Secondo quanto riportato da Repubblica, il match della stagione scorsa tra Inter e Roma è uno dei tanti sotto inchiesta per presunti illeciti. Il sospetto è che Andrea Gervasoni, ex arbitro e attuale supervisore VAR, abbia esclamato “fatti gli affari tuoi” al direttore VAR durante una verifica di possibile rigore a favore dei Nerazzurri.

Attualmente, cinque persone, tra cui Gianluca Rocchi, Designatore Arbitrale e Gervasoni, sono sotto indagine nell’ambito di un nuovo scandalo arbitrale che ha colpito il calcio italiano. A oggi, quasi trenta arbitri sono stati ascoltati dal Procuratore di Milano, Maurizio Ascione. Una fonte diretta ha dichiarato a Repubblica che Rocchi “faceva nomine a piacimento” e aveva l’abitudine di “rimuovere figure che non si sottomettevano al metodo”.


Le Presse e le Interferenze Durante le Partite

Un’altra fonte ha rivelato che Rocchi era “in costante contatto telefonico con i dirigenti delle squadre, anche se non era consentito dalle normative, per guadagnarsi il favore dei club a beneficio personale”. Al momento, né calciatori né dirigenti di club sono coinvolti nelle indagini; solo membri del mondo arbitrale sono sotto scrutinio.

Rocchi e Gervasoni sono accusati di aver influenzato le decisioni arbitrali durante le partite, come dimostrerebbe un video del 1° marzo 2025, registrato durante Udinese-Parma. Sempre secondo Repubblica, cinque partite della stagione 2024-25 sono sotto inchiesta, incluso Inter-Roma del 27 aprile 2025, vinta dalla squadra giallorossa per 1-0.

Un testimone ha riferito al Procuratore di Milano che durante quel match il VAR Marco Di Bello è stato avvisato dalla stanza VAR con l’ordine di “farsi gli affari suoi” mentre si stava esaminando un potenziale calci di rigore per un presunto fallo di Evan Ndicka su Yann Bisseck.

MILANO, ITALIA – APRILE 27: Matias Soule dell’AS Roma celebra il primo gol della sua squadra con il compagno di squadra Manu Kone durante il match di Serie A tra FC Internazionale e AS Roma allo Stadio Giuseppe Meazza il 27 aprile 2025 a Milano. (Foto di Marco Luzzani/Getty Images)


Secondo il testimone, l’imposizione di tale commento, vietato dal protocollo, sarebbe stata ad opera di Gervasoni. Repubblica aggiunge che l’intera registrazione audio del VAR in quell’incidente non è mai stata rintracciata. Qualche giorno dopo l’incidente, Rocchi ha dichiarato che il contatto meritava un rigore.

PISA, ITALIA – MARZO 2: Vista generale del monitor VAR all’interno dello stadio Arena Garibaldi durante la partita di Serie A tra Pisa SC e Bologna FC 1909 il 2 marzo 2026 a Pisa. (Foto di Gabriele Maltinti/Getty Images)

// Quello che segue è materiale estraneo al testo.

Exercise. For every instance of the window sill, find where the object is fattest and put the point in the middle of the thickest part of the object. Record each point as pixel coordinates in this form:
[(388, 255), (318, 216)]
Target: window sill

“La valutazione fatta in campo non ha portato all’assegnazione del rigore, ma quando un errore viene valutato erroneamente in campo, rimane un errore,” ha commentato Rocchi. “Il comportamento di Ndicka è quello di qualcuno totalmente disinteressato al pallone, e per me questo è già punibile. La decisione finale è parzialmente influenzata dal fatto che il fallo non fosse particolarmente sostanziale, ma è indubbiamente un rigore che avrebbe dovuto essere concesso.”

Questa serie di eventi ha sollevato interrogativi sul sistema arbitrale in Italia e ha riacceso discussioni su come garantire la trasparenza e l’integrità nelle competizioni sportive. Con l’emergere di nuovi dettagli e testimonianze, sarà fondamentale seguire gli sviluppi di questo caso e monitorare le reazioni delle autorità calcistiche e dei tifosi.

Fonti: Repubblica, Gazzetta dello Sport.